# PerfectNS demo

This notebook demonstrates the basic functionality of the PerfectNS module; for background see the README and the dynamic nested sampling paper [(Higson, 2017a)](https://arxiv.org/abs/1704.03459).

### Running nested sampling calculations

The likelihood $\mathcal{L}(\theta)$, prior $\pi(\theta)$ and calculation settings are specified in a PerfectNSSettings object. For this example we will use a 10-dimensional spherically symmetric Gaussian likelihood with size $\sigma_\mathcal{L}=1$ and a Gaussian prior with size $\sigma_{\pi}=10$.

In [5]:
import PerfectNS.settings
import PerfectNS.likelihoods as likelihoods
import PerfectNS.priors as priors

# Input settings
settings = PerfectNS.settings.PerfectNSSettings()
settings.likelihood = likelihoods.gaussian(likelihood_scale=1)
settings.prior = priors.gaussian(prior_scale=10)
settings.n_dim = 10

The "dynamic_goal" setting determines if dynamic nested sampling should be used and, if so, how to split the computational effort between increasing parameter estimation accuracy and evidence calculation accuracy. dynamic_goal=1 optimises purely for parameter estimation and dynamic_goal=0 optimises purely for calculating the Bayesian evidence $\mathcal{Z}$.

Lets try running standard nested sampling and dynamic nested sampling calculation:

In [6]:
import PerfectNS.nested_sampling as nested_sampling

# Perform standard nested sampling
settings.dynamic_goal = None
standard_ns_run = nested_sampling.generate_ns_run(settings)
# Perform dynamic nested sampling
settings.dynamic_goal = 1  # optimise for parameter estimation accuracy
dynamic_ns_run = nested_sampling.generate_ns_run(settings)

We can now make posterior inferences using the samples generated by the nested sampling calculations. Here we calculate:

1\. the log Bayesian evidence $\log \mathcal{Z}=\log \left( \int \mathcal{L}(\theta) \pi(\theta) \mathrm{d}\theta \right)$,

2\. the mean of the first parameter $\theta_1$,

3\. the second moment of the posterior distribution of $\theta_1$,

4\. the median of $\theta_1$,

5\. the 84% one-tailed credible interval on $\theta_1$.
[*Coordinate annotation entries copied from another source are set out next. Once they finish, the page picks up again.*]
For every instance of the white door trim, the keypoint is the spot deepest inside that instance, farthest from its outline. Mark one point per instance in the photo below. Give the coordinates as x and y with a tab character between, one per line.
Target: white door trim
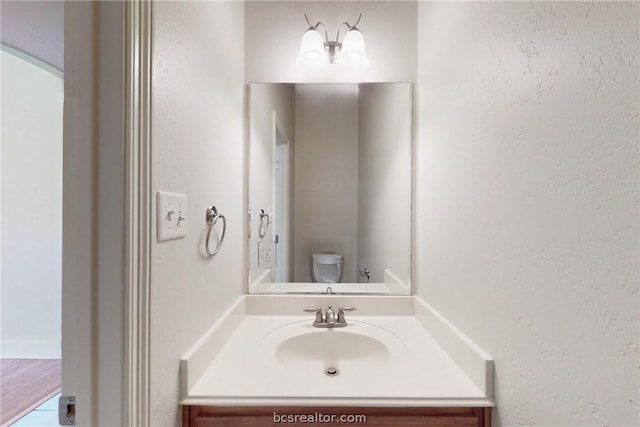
138	205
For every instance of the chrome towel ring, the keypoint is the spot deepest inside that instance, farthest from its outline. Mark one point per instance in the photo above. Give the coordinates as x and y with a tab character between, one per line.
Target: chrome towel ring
212	218
264	225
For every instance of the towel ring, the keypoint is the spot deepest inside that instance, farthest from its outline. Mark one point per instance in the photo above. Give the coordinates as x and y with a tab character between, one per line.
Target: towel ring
212	218
264	226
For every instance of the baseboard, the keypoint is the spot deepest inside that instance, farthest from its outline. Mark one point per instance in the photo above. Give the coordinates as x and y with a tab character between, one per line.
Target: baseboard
30	349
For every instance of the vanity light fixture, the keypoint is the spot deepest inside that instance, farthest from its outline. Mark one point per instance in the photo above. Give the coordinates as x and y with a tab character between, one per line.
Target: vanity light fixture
316	51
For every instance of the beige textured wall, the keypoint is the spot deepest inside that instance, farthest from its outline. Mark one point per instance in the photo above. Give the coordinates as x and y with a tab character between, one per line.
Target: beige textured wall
527	208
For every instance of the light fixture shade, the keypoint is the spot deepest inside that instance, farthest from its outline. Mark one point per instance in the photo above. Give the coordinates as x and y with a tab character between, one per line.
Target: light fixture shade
353	49
312	49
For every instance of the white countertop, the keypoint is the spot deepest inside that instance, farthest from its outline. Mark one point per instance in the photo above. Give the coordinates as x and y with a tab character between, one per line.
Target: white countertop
242	370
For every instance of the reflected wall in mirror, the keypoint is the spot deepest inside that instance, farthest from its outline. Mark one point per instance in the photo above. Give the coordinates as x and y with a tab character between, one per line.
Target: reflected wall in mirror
330	188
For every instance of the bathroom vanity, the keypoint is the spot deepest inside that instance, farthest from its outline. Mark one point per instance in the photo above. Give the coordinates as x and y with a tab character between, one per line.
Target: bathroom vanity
394	360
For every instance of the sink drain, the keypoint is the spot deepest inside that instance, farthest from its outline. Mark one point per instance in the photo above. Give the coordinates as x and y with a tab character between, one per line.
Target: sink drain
331	372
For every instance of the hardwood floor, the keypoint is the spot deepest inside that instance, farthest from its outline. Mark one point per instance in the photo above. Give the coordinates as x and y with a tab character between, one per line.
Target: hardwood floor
26	383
For the Gaussian likelihood and prior we can calculate the posterior distribution analytically, so we first calculate the analytic values of each quantity for comparison. The results are displayed in a Pandas data frame.

In [7]:
import PerfectNS.estimators as e
import PerfectNS.analyse_run as ar

estimator_list = [e.LogZ(),
                  e.ParamMean(),
                  e.ParamSquaredMean(),
                  e.ParamCred(0.5),
                  e.ParamCred(0.84)]
results = e.get_true_estimator_values(estimator_list, settings)
results.loc['standard run'] = ar.run_estimators(standard_ns_run, estimator_list)
results.loc['dynamic run'] = ar.run_estimators(dynamic_ns_run, estimator_list)
results

Unnamed: 0,logz,theta1,theta1squ,Median(theta1),theta1c_0.84
true values,-32.264988,0.0,0.99008,0.0,0.989523
standard run,-32.600105,-0.007731,0.992193,-0.031522,0.964821
dynamic run,-33.13628,0.005184,0.986081,0.017635,0.991641


### Estimating sampling errors

You can estimate the numerical uncertainties on these results by calculating the standard deviation of the sampling errors distributions each run using the bootstrap resampling approach described in [Higson (2017b)](https://arxiv.org/abs/1703.09701).

In [8]:
results.loc['standard unc'] = ar.run_std_bootstrap(standard_ns_run,
                                                   estimator_list,
                                                   n_simulate=200)
results.loc['dynamic unc'] = ar.run_std_bootstrap(dynamic_ns_run,
                                                  estimator_list,
                                                  n_simulate=200)
results.loc[['standard unc', 'dynamic unc']]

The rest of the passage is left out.